Ce qui nous rend si proches de Bataille, ce sont ses poèmes, cette "douleur moderne" qui n'est que les larmes de l'enfance. Bataille n'a jamais guéri de celle-ci. Parfois, ce refus d'avancer fait l'âge venir vite, laissant au cœur comme un désenchantement que rien jamais ne parviendra à compenser. Il reste des paysages, des états de l'âme qui resteront à jamais connus de nous seuls. L'enfance, c'est ce qui, plus tard sera impartageable, incommunicable, parce que vécue dans la solitude de l'enchantement et de la détresse.

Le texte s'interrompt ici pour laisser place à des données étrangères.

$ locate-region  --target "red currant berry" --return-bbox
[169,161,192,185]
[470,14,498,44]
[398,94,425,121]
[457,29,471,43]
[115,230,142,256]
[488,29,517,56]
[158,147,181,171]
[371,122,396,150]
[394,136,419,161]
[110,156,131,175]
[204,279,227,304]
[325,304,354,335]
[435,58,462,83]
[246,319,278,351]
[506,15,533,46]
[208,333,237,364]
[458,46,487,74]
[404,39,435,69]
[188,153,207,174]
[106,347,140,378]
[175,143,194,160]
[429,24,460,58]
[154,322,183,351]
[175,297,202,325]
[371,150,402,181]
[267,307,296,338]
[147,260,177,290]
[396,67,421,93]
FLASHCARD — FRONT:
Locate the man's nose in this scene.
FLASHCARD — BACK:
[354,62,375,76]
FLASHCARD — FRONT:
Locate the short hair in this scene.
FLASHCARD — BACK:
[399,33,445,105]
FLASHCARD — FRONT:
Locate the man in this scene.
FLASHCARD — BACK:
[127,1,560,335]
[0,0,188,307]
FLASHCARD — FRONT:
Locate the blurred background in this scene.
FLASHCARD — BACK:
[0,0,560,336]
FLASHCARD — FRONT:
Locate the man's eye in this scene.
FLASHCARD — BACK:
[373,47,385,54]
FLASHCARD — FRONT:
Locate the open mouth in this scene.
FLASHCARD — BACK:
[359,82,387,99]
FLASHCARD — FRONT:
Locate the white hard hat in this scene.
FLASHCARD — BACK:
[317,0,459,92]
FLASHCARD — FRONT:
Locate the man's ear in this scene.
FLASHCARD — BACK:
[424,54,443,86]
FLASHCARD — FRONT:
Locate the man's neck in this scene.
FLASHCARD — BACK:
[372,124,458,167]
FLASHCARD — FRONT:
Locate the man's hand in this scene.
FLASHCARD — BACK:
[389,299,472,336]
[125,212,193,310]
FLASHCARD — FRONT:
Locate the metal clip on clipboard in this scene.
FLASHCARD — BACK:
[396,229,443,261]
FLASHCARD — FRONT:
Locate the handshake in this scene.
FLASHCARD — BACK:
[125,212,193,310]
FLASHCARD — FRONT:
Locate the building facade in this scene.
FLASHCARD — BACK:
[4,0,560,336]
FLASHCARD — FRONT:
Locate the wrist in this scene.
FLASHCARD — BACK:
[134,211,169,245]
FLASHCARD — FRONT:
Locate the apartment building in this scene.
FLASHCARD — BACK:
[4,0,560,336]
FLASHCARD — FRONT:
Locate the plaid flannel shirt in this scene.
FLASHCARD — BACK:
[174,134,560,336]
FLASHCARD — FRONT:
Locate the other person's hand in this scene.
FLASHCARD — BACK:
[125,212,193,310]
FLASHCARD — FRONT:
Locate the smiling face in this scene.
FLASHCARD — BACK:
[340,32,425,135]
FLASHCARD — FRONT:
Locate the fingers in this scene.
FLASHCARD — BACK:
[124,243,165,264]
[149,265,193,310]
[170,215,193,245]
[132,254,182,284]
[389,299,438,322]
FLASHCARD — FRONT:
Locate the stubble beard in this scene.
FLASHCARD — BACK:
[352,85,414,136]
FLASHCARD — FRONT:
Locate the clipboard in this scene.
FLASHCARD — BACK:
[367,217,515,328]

Henri Bataille entra en conflit avec Hertz et Copuelin (metteurs en scène et directeurs du théâtre de la porte St Martin), au sujet de la mise en scène de sa pièce "Manon fille galante". Le contrat prévoyant la désignation de médiateurs, Henri Bataille choisit Léon Blum alors maître des requêtes au Conseil d'état. Hertz et Coquelin choisissent Lucien Descaves membre de l'Académie Goncourt. Ceci se passait en Novembre 1913. Nul ne sait s'il y eut procès entre les parties, si la pièce fut jouée, elle ne figure pas dans ses œuvres complètes. Le 22 Octobre 1924, cette pièce sert de spectacle d'ouverture au nouveau théâtre de la Madeleine. Première représentation de "Manon fille galante" elle ne porte pas de nom d'auteur. Elle est d'Henri Bataille et Albert Flament, tirée du roman de l'abbé Prévost. En 1925, cette pièce est publiée dans le N°47 des œuvres libres chez A. Fayard, sans nom d'auteur (X) mais avec cette précision "le manuscrit date de 1914, les coupures faites pour le théâtre de la Madeleine ont été rétablies, notamment le tableau de la prison." . (U. Gibert-BSESA 1972-p265)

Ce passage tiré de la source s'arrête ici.